Python newbie here. Python 2.7 with beautifulsoup 4.
I am trying to get parse a webpage to get columns using BeautifulSoup. The webpage has tables inside tables; but table 4 is the one that I want, it does not have any headers or th tag. I want to get the data into column.
from bs4 import BeautifulSoup
import urllib2
url = 'http://finance.yahoo.com/q/op?s=aapl+Options'
htmltext = urllib2.urlopen(url).read()
soup = BeautifulSoup(htmltext)
#Table 8 has the data needed; it is nested under other tables though
# specific reference works as below:
print soup.findAll('table')[8].findAll('tr')[2].findAll('td')[2].contents
# Below loop erros out:
for row in soup.findAll('table')[8].findAll('tr'):
column2 = row.findAll('td')[2].contents
print column2
# "Index error: list index out of range" is what I get on second line of for loop.
I saw this as a working solution in another example but didnt work for me.

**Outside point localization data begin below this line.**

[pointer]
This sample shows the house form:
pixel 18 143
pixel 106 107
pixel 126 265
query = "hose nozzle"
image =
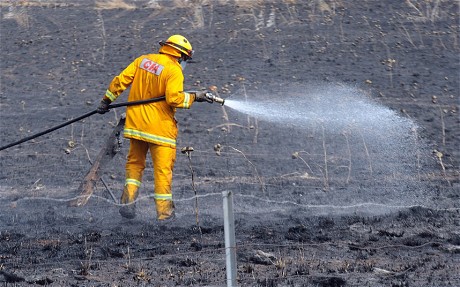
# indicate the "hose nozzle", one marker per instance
pixel 215 98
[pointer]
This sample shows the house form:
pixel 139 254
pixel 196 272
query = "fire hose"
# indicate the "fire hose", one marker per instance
pixel 210 96
pixel 125 104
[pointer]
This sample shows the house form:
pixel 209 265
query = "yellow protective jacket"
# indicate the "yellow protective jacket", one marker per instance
pixel 152 76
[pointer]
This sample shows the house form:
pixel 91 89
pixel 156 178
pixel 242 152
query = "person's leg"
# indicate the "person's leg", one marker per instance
pixel 163 159
pixel 135 166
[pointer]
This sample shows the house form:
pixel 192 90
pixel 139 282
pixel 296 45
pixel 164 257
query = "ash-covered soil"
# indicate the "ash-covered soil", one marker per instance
pixel 313 206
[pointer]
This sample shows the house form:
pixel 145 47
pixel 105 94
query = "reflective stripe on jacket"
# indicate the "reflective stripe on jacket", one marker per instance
pixel 152 76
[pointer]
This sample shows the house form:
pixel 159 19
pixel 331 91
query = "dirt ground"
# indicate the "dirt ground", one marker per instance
pixel 313 207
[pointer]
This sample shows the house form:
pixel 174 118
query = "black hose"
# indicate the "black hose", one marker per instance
pixel 125 104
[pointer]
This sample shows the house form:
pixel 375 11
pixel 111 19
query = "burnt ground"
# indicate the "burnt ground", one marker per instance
pixel 313 207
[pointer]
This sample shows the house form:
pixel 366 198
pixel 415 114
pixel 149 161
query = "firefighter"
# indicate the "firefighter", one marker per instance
pixel 152 127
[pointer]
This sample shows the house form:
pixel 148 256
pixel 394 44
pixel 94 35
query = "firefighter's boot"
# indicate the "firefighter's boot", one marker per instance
pixel 128 199
pixel 165 210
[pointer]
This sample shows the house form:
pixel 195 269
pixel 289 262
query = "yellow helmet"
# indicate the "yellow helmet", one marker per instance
pixel 180 47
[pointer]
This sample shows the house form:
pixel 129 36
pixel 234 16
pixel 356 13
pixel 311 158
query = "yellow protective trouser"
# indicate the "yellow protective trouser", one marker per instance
pixel 163 159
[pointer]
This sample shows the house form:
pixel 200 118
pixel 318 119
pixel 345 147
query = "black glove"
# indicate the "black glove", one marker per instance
pixel 202 97
pixel 103 106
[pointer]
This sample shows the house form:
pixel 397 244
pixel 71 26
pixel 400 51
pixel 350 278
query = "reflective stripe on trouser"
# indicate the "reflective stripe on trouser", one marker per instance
pixel 163 158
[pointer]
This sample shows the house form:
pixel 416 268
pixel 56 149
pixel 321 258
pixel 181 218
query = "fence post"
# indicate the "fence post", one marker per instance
pixel 230 244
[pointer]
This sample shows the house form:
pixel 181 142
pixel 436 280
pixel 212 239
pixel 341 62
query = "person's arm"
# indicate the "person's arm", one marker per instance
pixel 175 96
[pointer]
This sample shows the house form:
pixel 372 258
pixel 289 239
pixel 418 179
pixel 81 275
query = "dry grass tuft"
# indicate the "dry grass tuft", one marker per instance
pixel 114 4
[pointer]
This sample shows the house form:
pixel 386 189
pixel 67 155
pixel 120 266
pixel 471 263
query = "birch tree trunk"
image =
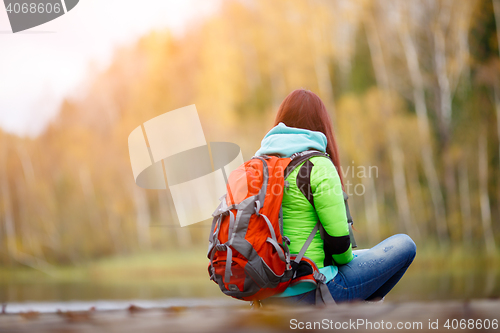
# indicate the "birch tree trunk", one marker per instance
pixel 489 240
pixel 465 204
pixel 143 218
pixel 423 127
pixel 445 109
pixel 397 156
pixel 496 9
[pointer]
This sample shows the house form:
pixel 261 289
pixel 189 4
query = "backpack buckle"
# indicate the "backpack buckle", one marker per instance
pixel 257 207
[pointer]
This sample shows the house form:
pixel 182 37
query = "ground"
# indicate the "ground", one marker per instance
pixel 361 317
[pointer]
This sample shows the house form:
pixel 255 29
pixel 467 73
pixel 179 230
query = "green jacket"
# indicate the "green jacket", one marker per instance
pixel 299 216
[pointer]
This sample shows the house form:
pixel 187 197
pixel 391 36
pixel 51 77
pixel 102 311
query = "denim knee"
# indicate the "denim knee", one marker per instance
pixel 407 245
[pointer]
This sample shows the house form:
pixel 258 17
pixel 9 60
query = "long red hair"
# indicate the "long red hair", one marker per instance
pixel 304 109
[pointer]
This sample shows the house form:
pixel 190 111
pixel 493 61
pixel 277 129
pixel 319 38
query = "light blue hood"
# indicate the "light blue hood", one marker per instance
pixel 285 141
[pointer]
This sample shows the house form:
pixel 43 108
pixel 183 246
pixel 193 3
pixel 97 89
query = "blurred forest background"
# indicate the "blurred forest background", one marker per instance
pixel 413 88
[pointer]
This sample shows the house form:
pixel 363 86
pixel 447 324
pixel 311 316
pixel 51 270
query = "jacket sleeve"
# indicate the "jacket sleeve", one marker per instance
pixel 330 208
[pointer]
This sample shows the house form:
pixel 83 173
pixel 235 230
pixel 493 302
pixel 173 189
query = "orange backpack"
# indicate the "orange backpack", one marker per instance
pixel 249 255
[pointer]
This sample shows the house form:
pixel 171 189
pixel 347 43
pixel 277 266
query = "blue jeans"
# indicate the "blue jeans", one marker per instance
pixel 370 275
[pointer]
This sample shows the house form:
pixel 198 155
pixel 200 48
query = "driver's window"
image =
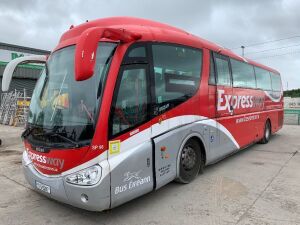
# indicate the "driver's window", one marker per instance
pixel 130 106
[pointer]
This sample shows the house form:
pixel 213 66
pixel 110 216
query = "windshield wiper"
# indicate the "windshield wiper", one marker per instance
pixel 52 134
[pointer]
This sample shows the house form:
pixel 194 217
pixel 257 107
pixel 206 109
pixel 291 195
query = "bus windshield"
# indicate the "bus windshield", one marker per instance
pixel 61 105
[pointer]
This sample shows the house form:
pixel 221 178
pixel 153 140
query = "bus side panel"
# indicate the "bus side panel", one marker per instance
pixel 131 173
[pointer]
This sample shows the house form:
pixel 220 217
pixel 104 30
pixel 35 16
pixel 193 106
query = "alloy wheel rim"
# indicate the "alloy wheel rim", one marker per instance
pixel 188 158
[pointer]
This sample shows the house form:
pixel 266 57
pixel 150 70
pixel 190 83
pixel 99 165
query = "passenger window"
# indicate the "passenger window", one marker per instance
pixel 242 74
pixel 137 52
pixel 223 72
pixel 212 76
pixel 177 74
pixel 276 82
pixel 130 107
pixel 263 79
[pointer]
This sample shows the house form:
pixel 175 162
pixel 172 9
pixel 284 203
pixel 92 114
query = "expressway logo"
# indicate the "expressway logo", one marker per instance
pixel 55 162
pixel 238 101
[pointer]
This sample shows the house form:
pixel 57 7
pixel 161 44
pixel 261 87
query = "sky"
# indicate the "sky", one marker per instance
pixel 268 29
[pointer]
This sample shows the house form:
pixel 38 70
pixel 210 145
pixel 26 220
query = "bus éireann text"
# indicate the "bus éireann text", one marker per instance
pixel 126 105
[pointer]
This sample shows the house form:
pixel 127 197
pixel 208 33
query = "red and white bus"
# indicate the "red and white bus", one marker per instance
pixel 126 105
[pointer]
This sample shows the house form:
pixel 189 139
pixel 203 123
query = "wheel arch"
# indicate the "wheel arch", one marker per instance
pixel 203 148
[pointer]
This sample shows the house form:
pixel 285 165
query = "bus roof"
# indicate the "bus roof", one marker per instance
pixel 152 30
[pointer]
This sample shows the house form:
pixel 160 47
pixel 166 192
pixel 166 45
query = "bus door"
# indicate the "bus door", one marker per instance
pixel 224 107
pixel 130 146
pixel 224 86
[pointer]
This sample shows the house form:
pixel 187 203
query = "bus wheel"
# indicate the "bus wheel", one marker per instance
pixel 267 133
pixel 190 162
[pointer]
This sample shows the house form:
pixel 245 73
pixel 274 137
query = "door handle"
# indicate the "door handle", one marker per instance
pixel 231 110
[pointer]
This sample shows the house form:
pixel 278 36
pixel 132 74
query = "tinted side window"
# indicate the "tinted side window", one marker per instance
pixel 137 52
pixel 212 76
pixel 276 82
pixel 130 107
pixel 177 74
pixel 242 74
pixel 263 79
pixel 223 71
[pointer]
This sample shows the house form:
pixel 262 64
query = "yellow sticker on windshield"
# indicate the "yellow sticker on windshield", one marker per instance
pixel 114 147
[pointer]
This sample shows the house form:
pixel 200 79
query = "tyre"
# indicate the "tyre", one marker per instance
pixel 267 133
pixel 190 163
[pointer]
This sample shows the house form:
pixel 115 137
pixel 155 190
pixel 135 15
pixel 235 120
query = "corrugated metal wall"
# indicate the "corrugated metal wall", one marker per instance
pixel 24 76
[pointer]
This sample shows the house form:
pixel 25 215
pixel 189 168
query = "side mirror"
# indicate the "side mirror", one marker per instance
pixel 12 65
pixel 87 44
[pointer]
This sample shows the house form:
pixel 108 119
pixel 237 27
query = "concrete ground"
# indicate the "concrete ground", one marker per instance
pixel 259 185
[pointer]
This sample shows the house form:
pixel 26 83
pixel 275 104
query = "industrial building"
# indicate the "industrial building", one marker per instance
pixel 25 75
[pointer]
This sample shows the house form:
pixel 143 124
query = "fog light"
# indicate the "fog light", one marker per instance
pixel 86 177
pixel 84 198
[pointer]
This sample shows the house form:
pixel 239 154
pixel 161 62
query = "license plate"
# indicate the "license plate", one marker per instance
pixel 42 187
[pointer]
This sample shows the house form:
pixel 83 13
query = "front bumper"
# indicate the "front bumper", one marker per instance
pixel 98 194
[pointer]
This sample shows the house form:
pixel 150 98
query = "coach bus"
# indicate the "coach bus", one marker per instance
pixel 126 105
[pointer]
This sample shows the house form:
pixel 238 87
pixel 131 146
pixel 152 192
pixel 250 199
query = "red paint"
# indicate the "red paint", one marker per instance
pixel 203 103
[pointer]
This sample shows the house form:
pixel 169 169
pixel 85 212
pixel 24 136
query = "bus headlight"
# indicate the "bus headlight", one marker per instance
pixel 86 177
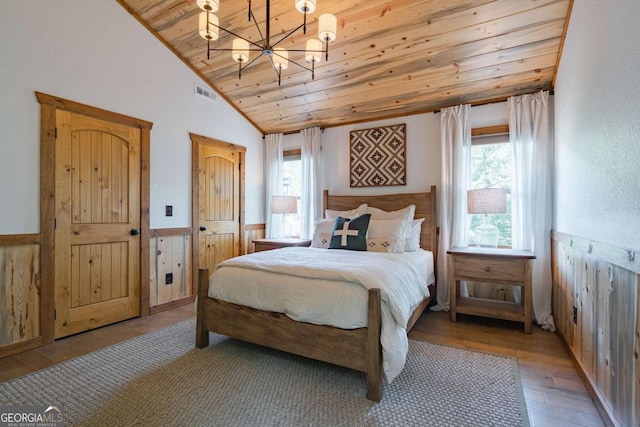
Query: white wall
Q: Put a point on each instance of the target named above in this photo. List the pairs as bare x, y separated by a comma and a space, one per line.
423, 149
597, 133
95, 53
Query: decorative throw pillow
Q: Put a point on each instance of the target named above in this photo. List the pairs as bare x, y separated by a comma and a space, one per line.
412, 241
322, 234
350, 234
405, 214
386, 236
360, 210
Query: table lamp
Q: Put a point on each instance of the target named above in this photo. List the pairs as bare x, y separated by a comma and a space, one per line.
284, 205
487, 201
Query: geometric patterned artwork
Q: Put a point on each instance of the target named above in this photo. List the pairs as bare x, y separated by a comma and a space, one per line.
378, 156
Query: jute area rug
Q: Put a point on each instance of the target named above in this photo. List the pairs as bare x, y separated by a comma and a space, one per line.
160, 379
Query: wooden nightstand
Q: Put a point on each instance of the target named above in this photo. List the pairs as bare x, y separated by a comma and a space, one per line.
504, 266
268, 244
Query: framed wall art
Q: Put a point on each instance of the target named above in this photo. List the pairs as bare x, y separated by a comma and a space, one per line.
378, 156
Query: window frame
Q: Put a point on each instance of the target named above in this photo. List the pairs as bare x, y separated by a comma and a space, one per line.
491, 135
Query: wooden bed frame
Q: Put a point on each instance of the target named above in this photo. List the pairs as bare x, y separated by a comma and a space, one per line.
357, 349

Also tried iterating around tr:
mytr = soup.findAll('table')[8].findAll('tr')
for row in mytr:
print row.find('td') #works but gives only first td as expected
print row.findAll('td')[2]
which gives an error that row is a list which is out of index.
So:
- First findAll('table') - works
- second findAll('tr') - works
- third findAll('td') - works only if ALL [ ] are numbers and not variables.
e.g.
print soup.findAll('table')[8].findAll('tr')[2].findAll('td')[2].contents
Above works as it is specific reference but not through variables. But I need it inside a loop to get full column.